Ganz schön heavy

Musik Iron Maiden sind in Deutschland und Großbritannien auf Platz eins der Albumcharts, gegen jede Regel
Ausgabe 38/2015
Iron Maiden-Bassist Steve Harris
Iron Maiden-Bassist Steve Harris

Bild: Imago/CTK Photo

In jeder Rockstarkarriere kommt der Punkt, den ich der Einfachheit halber die Akzeptanz des Unvermeidlichen nenne. Damit einher geht die Einsicht, dass die künstlerische Blütezeit vorüber ist und das Publikum die Band letztlich für die Musik von vor 30, 40 oder 50 Jahren liebt. Die Fans stehen zwar noch zu Hunderttausenden für Konzertkarten Schlange, aber sie tun das, um die alten Hits live zu hören. Die Band ist Kulturerbe geworden, diese Position ist an Bedingungen geknüpft. Neue Alben sollten sich stilistisch an die beliebtesten Phasen des Backkatalogs anlehnen. Das Publikum wird nicht herausgefordert, es rächt sich sonst, indem es zu Hause bleibt und die alten Platten hört.

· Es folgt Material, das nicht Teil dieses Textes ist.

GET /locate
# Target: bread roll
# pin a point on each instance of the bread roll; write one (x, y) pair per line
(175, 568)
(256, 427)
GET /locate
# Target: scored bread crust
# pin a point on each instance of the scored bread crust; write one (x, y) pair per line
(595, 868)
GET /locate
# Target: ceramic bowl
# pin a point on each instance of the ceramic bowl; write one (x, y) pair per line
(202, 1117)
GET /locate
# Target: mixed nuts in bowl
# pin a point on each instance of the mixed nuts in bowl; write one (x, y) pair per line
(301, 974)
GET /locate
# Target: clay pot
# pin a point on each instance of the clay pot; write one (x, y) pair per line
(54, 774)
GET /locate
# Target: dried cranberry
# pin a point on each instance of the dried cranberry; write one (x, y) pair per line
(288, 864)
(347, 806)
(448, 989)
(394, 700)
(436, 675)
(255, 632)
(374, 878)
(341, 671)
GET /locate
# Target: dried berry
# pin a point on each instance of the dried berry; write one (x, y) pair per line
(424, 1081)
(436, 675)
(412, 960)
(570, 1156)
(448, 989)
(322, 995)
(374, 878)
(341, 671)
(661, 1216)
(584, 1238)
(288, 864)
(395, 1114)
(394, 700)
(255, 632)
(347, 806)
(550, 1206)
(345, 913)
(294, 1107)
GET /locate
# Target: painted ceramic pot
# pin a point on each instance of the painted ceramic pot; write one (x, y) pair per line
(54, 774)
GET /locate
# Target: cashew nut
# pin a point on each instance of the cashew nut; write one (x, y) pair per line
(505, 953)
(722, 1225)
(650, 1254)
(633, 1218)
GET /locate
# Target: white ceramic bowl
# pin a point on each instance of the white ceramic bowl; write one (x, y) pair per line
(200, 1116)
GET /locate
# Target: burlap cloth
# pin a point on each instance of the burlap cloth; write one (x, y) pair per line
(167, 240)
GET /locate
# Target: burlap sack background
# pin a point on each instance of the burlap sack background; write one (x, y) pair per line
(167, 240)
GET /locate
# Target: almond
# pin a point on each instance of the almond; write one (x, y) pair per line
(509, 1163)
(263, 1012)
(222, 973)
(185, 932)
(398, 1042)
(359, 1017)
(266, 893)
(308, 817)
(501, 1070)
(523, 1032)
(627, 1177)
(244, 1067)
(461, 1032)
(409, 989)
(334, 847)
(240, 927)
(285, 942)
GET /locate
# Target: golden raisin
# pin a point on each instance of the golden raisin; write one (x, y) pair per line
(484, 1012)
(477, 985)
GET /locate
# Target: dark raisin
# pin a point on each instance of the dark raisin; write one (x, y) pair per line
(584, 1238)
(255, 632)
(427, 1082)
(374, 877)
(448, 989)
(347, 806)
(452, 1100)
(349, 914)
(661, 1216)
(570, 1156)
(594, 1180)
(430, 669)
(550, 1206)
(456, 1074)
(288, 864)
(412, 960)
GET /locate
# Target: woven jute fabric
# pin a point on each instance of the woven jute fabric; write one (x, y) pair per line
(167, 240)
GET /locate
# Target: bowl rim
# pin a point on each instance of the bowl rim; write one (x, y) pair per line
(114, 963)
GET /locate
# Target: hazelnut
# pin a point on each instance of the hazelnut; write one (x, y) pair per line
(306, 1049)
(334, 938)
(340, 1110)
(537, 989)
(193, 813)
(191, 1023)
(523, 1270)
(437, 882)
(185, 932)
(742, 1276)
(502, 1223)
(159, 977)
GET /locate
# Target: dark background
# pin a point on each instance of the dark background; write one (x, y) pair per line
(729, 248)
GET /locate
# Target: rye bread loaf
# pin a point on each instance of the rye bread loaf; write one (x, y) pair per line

Iron Maiden sollten theoretisch Vorzeigekandidaten für diesen pragmatischen Ansatz sein. An Weihnachten ist es 40 Jahre her, dass Bassist Steve Harris die Band gründete; über 30 Jahre sind vergangen, seit die Alben erschienen, die ihren Ruhm als Leitfeuer des britischen Heavy Metal begründeten: The Number of the Beast, Piece of Mind, Powerslave. Doch ihre Alben sind seit den Nullerjahren eine echte Herausforderung.

Mit letzter Kraft

Iron Maiden haben ihre Fans mit einem Abstecher in den Glitch-Hop verwirrt, sie haben ihrem Hang zum Prog-Rock gefrönt und ein Album veröffentlicht, das nicht gemastert wurde, weil sie einen rohen Sound bevorzugten. Wer 2006 auf der Welttournee Hits wie Run to the Hills und Aces High erwartete, hörte stattdessen das neue Album A Matter of Life and Death in voller Länge. Als ein gekränkter Fan ein Schild mit dem Befehl „Spielt Klassiker!“ auf die Bühne warf, riss Sänger Bruce Dickinson es in Stücke.

Ihr 16. Studioalbum The Book of Souls setzt diese Tradition fort. Die knackige Single Speed of Light ist nur ein Köder. The Book of Souls dauert 92 Minuten, und beinahe die Hälfte davon entfällt auf drei Songs. Der Schlusstrack Empire of the Clouds dauert ganze 18 Minuten. Eine klavierlastige Nummer, die Dickinson über den Absturz des Flugzeugs R101 während seines Jungfernflugs im Jahr 1930 schrieb. Sie löst sich schließlich in etwas Ironmaideniges auf – flatternde Bassläufe, wirbelnde Gitarrensoli, durchtriebene Tempowechsel –, doch bis dahin ist es ein langer Weg. Die meiste Zeit hören wir eine orchestrierte Klavierballade und dazu Dickinsons patentierten quasioperettenhaften überdrehten Tenor. Falls Sie etwas im Hintergrund hören, sind es vermutlich die Jeansträger von der „Spielt Klassiker“-Fraktion, die sich mit letzter Kraft ans Klavier klammern, um nicht aus den Latschen zu kippen. Besänftigen könnte diese Gentlemen allenfalls das von Harris geschriebene The Red and the Black: in diesen 14 Minuten geschieht nichts, was die Band nicht bereits gemacht hätte, und es verneigt sich vor Flight of Icarus von 1983. Der Song klingt vertraut, aber nicht nach einer Band im Leerlauf, was schwer zu erreichen ist.

Das Album ist beeindruckend ungeschliffen, schwülstige Momente werden aufgeraut. Manche Kritiker schrieben, Iron Maiden hafte auch nach 85 Millionen verkauften Alben der Spirit jener Tage an, in denen sie durch die Londoner Pubs zogen. Das ist mir zu verklärend, zwei Drittel der Musiker waren damals noch nicht dabei. Aber The Book of Souls klingt definitiv nicht wie das Werk von Multimillionären, die ihrem 40. Jahrestag und der Rente entgegensegeln. Die Akzetptanz des Unvermeidlichen steht definitv nicht auf ihrer Agenda.